A legal void that is beginning to be filled?

It is France that launched the initiative in the absence of a European consensus. The GAFA tax, which was widely adopted by the National Assembly and approved by the Senate, provides for a 3% tax on companies whose turnover from digital activities exceeds €750 million worldwide and €25 million in France. Regulating the system is a good idea in itself, but how can we remain attractive and competitive for digital companies when our European neighbors do not do the same? Nevertheless, Italy and Great Britain seem to be following the path opened by France.

Across the Atlantic, the message received from Paris gets a lukewarm reception: “I think it's a tax that is geared toward hitting American companies disproportionately,” declared Bob Lighthizer, US Trade Representative, on the eve of the adoption of the tax on digital services by Parliament.

For some, the legal barrier could be the only obstacle to the implementation of applications, API or other digital tools that quickly become indispensable to their users. For others, it gets in the way of the development of digital technologies on French soil and indirectly in Europe, forcing some to relocate.

Where is the limit? Super apps

New uses, new players, the revolution of online distribution appears unlimited. The latest announcement to date is the creation of the crypto currency called Libra by Facebook (the largest customer database in the world) with a global launch in 2020. Uber, Lyft, Booking and Expedia as well as the main payment platforms are with the American company on this project.
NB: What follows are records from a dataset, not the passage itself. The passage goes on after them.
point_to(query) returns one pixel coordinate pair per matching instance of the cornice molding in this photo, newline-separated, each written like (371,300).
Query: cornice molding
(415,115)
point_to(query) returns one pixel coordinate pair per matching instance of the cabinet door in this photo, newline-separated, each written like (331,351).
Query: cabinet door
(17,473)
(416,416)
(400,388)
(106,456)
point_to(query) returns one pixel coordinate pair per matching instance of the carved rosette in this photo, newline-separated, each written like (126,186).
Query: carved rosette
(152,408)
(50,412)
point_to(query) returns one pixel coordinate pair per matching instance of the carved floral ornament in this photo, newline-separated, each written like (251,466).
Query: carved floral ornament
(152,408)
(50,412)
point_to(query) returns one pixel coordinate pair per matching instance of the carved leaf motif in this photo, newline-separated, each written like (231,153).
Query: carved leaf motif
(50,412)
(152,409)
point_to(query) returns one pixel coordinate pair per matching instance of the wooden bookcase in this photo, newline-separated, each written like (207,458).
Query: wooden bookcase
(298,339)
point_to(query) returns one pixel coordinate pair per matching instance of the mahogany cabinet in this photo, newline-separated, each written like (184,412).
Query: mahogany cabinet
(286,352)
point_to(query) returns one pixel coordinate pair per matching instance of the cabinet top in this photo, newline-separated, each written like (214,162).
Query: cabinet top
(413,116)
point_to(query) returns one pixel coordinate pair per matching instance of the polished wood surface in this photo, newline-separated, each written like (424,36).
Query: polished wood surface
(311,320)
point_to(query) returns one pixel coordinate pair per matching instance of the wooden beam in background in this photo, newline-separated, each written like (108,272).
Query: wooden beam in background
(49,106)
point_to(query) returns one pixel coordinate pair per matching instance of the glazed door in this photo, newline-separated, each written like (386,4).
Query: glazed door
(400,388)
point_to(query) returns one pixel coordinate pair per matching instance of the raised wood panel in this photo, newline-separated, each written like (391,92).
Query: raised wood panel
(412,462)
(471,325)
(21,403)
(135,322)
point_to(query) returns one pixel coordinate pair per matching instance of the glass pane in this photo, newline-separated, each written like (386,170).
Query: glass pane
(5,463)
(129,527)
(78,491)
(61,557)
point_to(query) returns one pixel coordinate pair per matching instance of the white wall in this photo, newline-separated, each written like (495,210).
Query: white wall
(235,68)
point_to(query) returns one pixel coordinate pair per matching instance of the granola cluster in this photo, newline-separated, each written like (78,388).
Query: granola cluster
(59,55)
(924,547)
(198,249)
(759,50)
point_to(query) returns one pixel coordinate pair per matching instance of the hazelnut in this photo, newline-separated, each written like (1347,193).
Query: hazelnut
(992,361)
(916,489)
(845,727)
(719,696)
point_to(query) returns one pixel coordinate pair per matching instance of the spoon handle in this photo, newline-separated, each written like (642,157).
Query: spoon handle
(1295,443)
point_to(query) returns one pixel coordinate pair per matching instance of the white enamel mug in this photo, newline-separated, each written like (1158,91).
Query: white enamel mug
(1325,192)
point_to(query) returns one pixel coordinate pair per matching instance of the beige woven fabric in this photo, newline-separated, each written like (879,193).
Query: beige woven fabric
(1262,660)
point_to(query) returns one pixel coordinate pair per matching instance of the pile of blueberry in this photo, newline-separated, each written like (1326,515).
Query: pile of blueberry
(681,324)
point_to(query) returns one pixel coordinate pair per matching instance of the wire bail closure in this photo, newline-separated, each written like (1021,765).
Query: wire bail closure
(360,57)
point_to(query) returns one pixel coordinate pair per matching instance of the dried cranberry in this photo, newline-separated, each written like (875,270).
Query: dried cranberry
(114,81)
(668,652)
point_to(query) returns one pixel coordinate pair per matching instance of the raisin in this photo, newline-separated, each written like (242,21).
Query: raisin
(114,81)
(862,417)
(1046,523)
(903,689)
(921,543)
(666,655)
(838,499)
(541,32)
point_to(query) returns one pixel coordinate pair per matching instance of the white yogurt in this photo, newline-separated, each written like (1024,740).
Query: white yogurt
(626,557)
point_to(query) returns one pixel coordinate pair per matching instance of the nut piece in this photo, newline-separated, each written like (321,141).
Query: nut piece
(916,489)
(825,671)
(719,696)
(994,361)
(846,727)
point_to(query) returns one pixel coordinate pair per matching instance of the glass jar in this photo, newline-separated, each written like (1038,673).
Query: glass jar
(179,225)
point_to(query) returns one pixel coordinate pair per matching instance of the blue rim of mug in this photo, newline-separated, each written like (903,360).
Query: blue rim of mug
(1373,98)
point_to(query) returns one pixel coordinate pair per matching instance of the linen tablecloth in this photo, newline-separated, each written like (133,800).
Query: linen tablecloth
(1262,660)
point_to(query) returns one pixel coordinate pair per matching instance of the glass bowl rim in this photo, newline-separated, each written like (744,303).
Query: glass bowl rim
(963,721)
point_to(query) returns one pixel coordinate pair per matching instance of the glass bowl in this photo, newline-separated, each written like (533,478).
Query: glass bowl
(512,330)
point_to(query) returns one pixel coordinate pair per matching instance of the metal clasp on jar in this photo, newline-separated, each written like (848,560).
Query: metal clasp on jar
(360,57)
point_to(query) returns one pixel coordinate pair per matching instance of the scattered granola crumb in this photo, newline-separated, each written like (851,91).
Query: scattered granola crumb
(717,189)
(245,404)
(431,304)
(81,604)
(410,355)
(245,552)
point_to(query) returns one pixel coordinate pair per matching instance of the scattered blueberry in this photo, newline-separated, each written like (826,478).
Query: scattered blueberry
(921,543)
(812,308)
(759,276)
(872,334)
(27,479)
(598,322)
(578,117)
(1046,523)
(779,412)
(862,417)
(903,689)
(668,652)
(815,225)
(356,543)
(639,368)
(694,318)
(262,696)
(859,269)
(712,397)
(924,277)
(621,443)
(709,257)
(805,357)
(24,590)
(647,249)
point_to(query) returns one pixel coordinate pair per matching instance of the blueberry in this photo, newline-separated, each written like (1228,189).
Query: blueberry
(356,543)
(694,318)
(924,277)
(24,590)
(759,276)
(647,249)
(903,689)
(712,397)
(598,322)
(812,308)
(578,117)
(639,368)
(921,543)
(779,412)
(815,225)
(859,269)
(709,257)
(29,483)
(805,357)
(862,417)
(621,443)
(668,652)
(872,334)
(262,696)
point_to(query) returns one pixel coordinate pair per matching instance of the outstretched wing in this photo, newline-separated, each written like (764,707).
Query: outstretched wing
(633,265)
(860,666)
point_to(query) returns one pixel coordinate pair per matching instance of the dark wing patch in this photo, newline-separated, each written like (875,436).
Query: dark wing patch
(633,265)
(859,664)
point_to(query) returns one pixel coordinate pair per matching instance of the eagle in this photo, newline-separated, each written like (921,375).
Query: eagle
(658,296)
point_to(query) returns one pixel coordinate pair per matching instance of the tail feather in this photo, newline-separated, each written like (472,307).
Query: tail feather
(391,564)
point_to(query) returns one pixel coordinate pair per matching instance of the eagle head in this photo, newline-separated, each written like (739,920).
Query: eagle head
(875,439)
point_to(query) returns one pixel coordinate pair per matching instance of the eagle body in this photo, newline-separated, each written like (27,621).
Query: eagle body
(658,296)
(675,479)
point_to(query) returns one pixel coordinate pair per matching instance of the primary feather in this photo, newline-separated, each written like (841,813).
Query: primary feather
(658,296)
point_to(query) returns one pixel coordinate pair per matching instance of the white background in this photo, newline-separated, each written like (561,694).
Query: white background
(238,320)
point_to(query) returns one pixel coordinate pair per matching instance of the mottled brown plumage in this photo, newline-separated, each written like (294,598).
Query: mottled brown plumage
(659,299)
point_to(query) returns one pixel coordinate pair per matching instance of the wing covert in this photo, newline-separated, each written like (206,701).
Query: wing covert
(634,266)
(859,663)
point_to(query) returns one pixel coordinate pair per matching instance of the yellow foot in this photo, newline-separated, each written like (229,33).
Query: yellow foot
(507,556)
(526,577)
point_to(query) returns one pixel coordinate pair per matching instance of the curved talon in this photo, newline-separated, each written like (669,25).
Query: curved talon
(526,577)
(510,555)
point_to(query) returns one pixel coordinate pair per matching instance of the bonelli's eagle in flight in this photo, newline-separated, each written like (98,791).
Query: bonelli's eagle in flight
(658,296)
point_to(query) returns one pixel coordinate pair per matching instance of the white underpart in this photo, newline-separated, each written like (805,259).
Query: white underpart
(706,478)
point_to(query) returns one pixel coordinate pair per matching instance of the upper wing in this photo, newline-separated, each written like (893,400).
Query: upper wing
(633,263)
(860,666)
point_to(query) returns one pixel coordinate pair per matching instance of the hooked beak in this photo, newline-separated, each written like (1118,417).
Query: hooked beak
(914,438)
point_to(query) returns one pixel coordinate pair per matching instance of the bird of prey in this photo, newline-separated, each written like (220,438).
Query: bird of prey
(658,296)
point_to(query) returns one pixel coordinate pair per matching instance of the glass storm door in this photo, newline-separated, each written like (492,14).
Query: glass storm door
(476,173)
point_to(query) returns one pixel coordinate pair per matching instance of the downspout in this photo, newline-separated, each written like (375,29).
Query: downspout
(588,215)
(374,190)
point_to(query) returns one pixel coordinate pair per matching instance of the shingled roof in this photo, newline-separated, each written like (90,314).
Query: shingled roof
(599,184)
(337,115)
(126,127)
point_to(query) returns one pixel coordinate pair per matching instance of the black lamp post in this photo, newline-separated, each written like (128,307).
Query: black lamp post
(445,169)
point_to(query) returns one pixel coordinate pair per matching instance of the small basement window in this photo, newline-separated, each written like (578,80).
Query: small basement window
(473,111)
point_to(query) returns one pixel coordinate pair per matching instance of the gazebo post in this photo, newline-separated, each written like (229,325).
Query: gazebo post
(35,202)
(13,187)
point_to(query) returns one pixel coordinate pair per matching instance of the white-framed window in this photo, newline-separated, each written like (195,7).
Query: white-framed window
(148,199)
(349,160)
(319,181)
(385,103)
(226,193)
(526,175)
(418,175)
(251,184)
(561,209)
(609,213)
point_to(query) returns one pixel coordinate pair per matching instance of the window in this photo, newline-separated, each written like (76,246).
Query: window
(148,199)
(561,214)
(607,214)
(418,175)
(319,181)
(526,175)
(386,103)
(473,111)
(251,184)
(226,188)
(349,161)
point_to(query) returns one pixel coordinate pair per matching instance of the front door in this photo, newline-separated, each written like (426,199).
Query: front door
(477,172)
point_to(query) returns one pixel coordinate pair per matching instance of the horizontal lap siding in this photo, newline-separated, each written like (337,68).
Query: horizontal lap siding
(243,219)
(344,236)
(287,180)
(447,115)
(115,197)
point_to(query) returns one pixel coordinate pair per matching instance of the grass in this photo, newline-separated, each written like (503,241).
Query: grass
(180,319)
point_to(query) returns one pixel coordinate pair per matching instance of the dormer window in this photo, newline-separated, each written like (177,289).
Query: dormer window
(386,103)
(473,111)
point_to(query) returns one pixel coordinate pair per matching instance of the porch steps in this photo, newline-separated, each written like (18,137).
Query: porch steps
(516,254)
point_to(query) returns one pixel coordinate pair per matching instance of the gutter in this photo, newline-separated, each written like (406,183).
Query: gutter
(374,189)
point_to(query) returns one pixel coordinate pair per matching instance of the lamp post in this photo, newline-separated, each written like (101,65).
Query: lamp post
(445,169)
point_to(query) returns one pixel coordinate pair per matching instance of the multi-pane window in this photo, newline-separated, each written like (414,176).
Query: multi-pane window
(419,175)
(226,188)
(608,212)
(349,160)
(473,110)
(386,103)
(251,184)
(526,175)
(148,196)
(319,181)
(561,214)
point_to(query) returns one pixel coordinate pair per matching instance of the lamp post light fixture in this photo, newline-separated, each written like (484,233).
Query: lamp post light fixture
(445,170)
The WeChat model outlines what a super app can do. "Traditional" OTAs are very far from this model and are not intended to reach it, but what levers should be activated to remain competitive and inescapable in the face of newcomers who are mixing a huge amount of data about their customers and have technologies that are constantly improving?

The strength of digital specialists: the customer experience

Making the purchasing tunnel intuitive and fluid is central to the success of digital platforms. Whether it is the arrival of OTAs or new players, the goals are the same: provide the customer with as many services/products as possible, as quickly as possible.

At a time when billions of human beings have their phones in hand as soon as they get up and only put them down at their bedside when they go to bed, digital technologies are perceived as essential more than ever before. And they are becoming so for certain aspects of everyday life and at work. It will take a long time to find a balance between man and the digital machine and it is constantly evolving. How can we perceive the fact that artificial intelligence is capable of creating a work of art, painting or writing poetry?

At all levels of use, the digital market is still far from having demonstrated its limits in this new ecosystem, people must find their place and exercise a profession where they will bring real added value.

The challengers

With a computer, knowledge in programming and a good concept, THE right platform or application can be created. Airbnb or Uber are perfect examples. They navigate in unicorn waters without the precedence and profile of a corporation like Google, Amazon or Alibaba.

The historical actors of digital tourism are not to be neglected either. Booking seeks verticality by broadening its range of offers and therefore its points of contact with its customers. However, the platform is not in a strong position vis-à-vis hoteliers who have postponed the increase in commission that the website wanted to impose on them at the beginning of the 2019 summer season.

Expedia, on the other hand, is trying to improve its efficiency and therefore its profitability. CEO Mark Okerstrom wants to develop cross-selling and simplify its activities.

One thing is certain, the future of digital tools for tourism will not fail to surprise considering the speed at which technologies are evolving and the inventiveness of all the different creators.